UK envoy warns unresolved peace deal in Mindanao may invite radicalism

From the Philippine News Agency (Jan 18): UK envoy warns unresolved peace deal in Mindanao may invite radicalism

Britain’s top diplomat to Manila on Monday warned that people may be encouraged to look for “alternatives” if no peace would come to Mindanao as a legislation that will enforce the signed peace pact between the government and Muslim rebels remains stalled in Congress.

“If the situation in the south does not change and we have another decade that is lost in the process of negotiation with nothing coming out, one can’t rule out the fact that people would look for alternatives, particularly those who are exposed to social media, who have abilities to interact with other students and those who have freedom of traveling and going to some of these places of radicalization,” Asif Anwar Ahmad told journalists at a reception he hosted at his residence.

Britain is a key adviser to the Mindanao peace process and Ahmad’s statements highlight his country’s concerns for the much-delayed passage of the Bangsamoro Basic Law (BBL) in Congress.

BBL, a proposed legislation that will establish a more powerful autonomous region for minority Muslims in Southern Philippines under the historic peace deal that was signed in March 2014, was stalled in 2015 when some fighters of the Moro Islamic Liberation Front (MILF) got involved in a firefight with elite Philippine National Police (PNP) commandos hunting down Malaysian terrorist Zulkifli bin Hir, alias Marwan, in Mamasapano town, Maguindanao.
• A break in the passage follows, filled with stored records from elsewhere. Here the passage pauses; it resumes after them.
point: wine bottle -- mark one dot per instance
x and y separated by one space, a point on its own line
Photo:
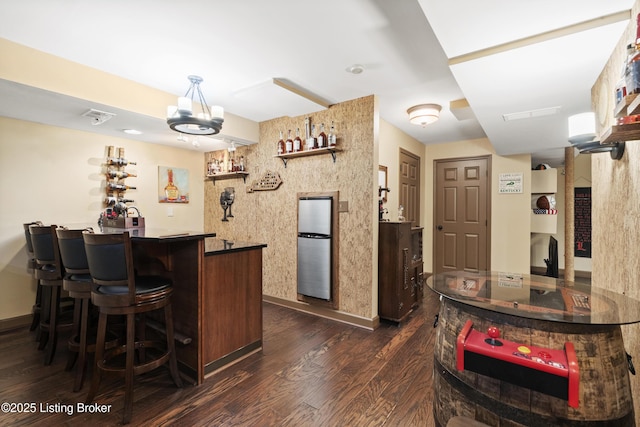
281 146
170 190
322 137
632 69
307 134
110 200
297 142
119 161
120 174
313 137
120 187
332 135
289 143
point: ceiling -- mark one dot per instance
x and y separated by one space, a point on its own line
501 58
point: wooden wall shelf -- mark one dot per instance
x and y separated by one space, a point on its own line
620 133
306 153
229 175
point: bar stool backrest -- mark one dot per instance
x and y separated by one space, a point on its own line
42 241
110 260
72 251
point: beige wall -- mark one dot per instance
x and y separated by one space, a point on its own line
392 140
616 204
57 177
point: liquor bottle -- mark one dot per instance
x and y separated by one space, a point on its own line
120 174
119 161
322 137
110 200
281 146
119 187
307 134
313 137
289 143
332 135
170 190
297 142
632 69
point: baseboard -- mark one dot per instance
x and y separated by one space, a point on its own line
541 271
320 311
15 323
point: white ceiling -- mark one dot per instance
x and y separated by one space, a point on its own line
405 46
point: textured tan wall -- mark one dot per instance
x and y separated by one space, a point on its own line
270 216
616 205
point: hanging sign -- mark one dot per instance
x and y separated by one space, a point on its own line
510 183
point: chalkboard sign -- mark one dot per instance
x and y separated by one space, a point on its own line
582 222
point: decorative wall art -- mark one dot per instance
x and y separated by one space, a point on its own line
173 185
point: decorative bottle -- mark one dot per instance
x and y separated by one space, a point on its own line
322 137
297 142
289 143
313 137
281 146
170 190
332 135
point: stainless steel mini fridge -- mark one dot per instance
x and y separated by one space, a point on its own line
314 246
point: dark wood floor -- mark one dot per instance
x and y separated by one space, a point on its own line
312 372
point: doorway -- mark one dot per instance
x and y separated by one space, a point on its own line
461 215
410 186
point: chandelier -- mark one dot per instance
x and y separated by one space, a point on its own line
182 118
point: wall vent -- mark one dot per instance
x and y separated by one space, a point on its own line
98 117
Marwan was killed in the operation, but as the police pulled out, an encounter with the Muslim rebels erupted, killing 44 members of the PNP Special Action Force. Their deaths stirred public outrage and prompted several lawmakers to withdraw support for the bill.

Philippine officials raised concerns that the delay in the full implementation of the peace deal may resume armed hostilities with the rebels in Southern Mindanao, where the Al-Qaeda-linked Abu Sayyaf, which is on the United States’ list of terrorist groups and notorious for kidnap for ransom activities, abduction of foreigners and beheading its hostages, is also based.
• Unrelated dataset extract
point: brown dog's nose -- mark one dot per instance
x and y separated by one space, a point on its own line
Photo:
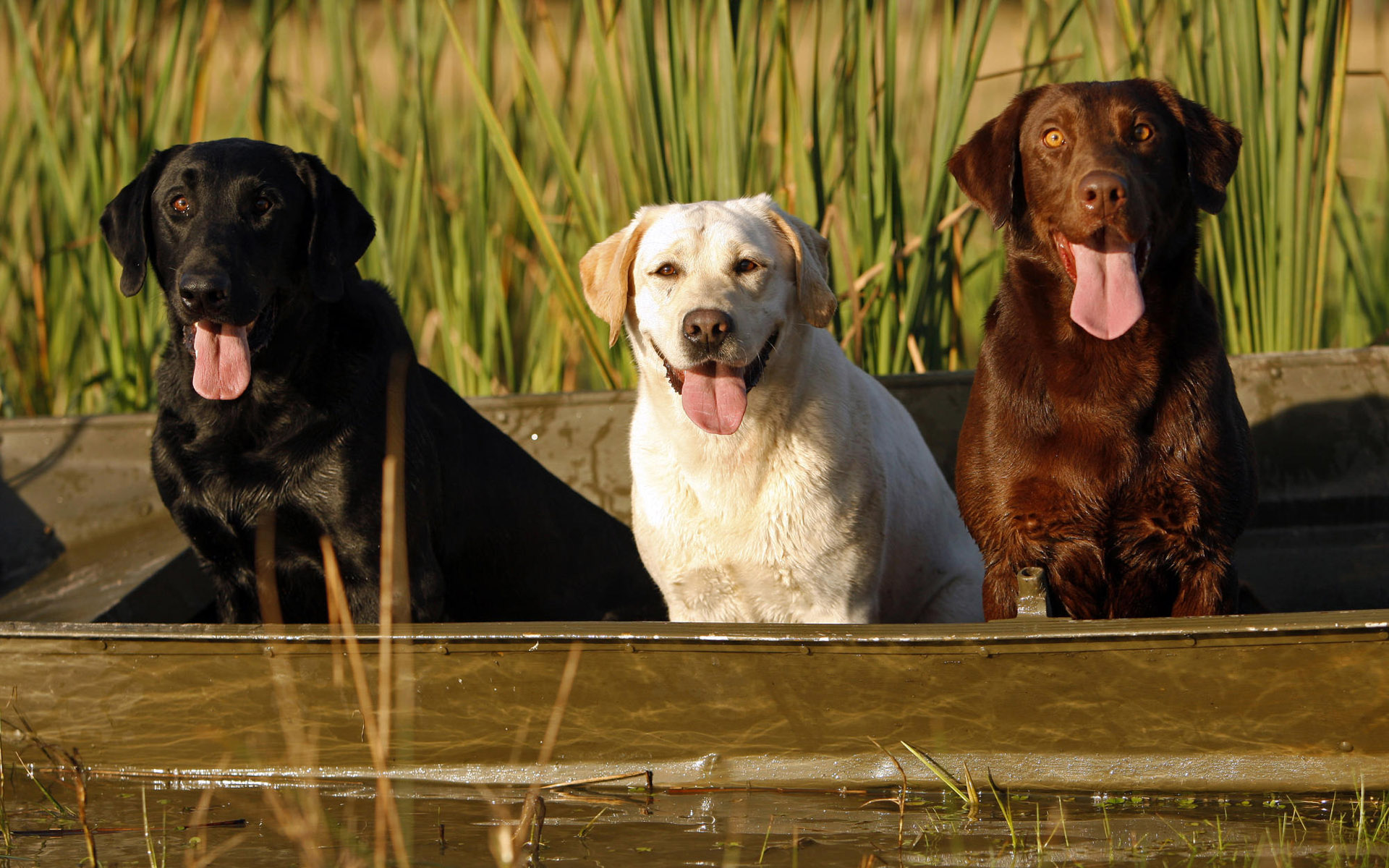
708 328
1102 191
Moreover, Ahmad said the threat of the radical Islamic State, also known as ISIS or ISIL, coming to the Philippines is not far-fetched and this was conveyed by British Foreign Minister Philip Hammond in his official visit to the country early this month when he met with Philippine counterpart Foreign Secretary Albert del Rosario.
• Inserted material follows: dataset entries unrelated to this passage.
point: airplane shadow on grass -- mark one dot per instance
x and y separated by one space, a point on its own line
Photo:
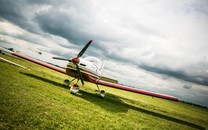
114 103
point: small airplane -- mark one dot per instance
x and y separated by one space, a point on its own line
89 69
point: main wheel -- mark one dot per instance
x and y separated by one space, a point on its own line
102 93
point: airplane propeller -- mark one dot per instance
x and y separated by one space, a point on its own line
76 60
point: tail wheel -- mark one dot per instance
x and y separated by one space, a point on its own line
66 83
74 89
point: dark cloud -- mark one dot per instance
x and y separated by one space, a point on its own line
179 74
187 86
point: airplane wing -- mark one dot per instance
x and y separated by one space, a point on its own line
40 62
97 81
135 90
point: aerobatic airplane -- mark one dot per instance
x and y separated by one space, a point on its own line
89 69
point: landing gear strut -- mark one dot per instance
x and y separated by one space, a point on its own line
102 92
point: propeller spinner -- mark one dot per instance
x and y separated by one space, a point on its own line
76 60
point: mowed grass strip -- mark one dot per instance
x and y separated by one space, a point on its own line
34 98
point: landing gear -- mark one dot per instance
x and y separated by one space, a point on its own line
66 83
102 92
74 89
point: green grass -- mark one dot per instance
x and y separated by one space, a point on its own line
34 98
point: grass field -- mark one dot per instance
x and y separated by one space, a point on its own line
34 98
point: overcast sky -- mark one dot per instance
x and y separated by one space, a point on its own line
160 45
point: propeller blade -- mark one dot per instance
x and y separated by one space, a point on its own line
84 49
59 58
80 75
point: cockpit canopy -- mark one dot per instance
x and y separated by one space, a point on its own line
94 60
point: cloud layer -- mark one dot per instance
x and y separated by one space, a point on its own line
157 43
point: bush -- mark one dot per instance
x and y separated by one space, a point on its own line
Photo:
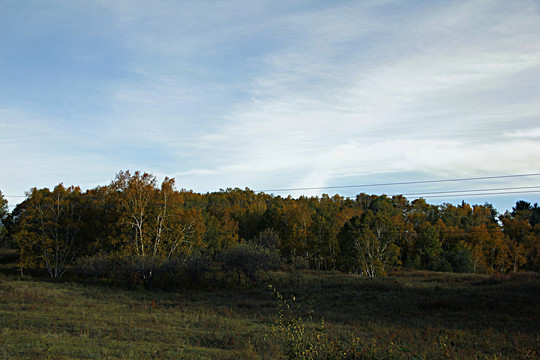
249 259
196 265
95 267
460 261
“The theme that our Foreign Secretary has raised very very strongly over here is that there is a danger of Southeast Asia as a whole, the Philippines in particular, thinking that the rise of ISIL and extremism is something that is far away from here. It is not. Last week we saw what happened to Indonesia,” he said.

ISIS has claimed responsibility for last week’s deadly Jakarta attack on a popular coffee shop in the city center that killed two civilians and injured more than a dozen.

“ISIL is not some sort of multinational corporation that needs to have subsidiaries or corporations,” Ahmad explained. “The way they have spread themselves is through people aspiring to the ideology or people imitating what they have.”

President Benigno Aquino III is hoping that the full implementation of the peace accord with the MILF would be among the legacies of his presidency before he steps down in June 2016.

The more than four decades of Muslim rebellion has claimed at least 150,000 lives, displaced thousands and blocked economic progress to a number of areas in Mindanao.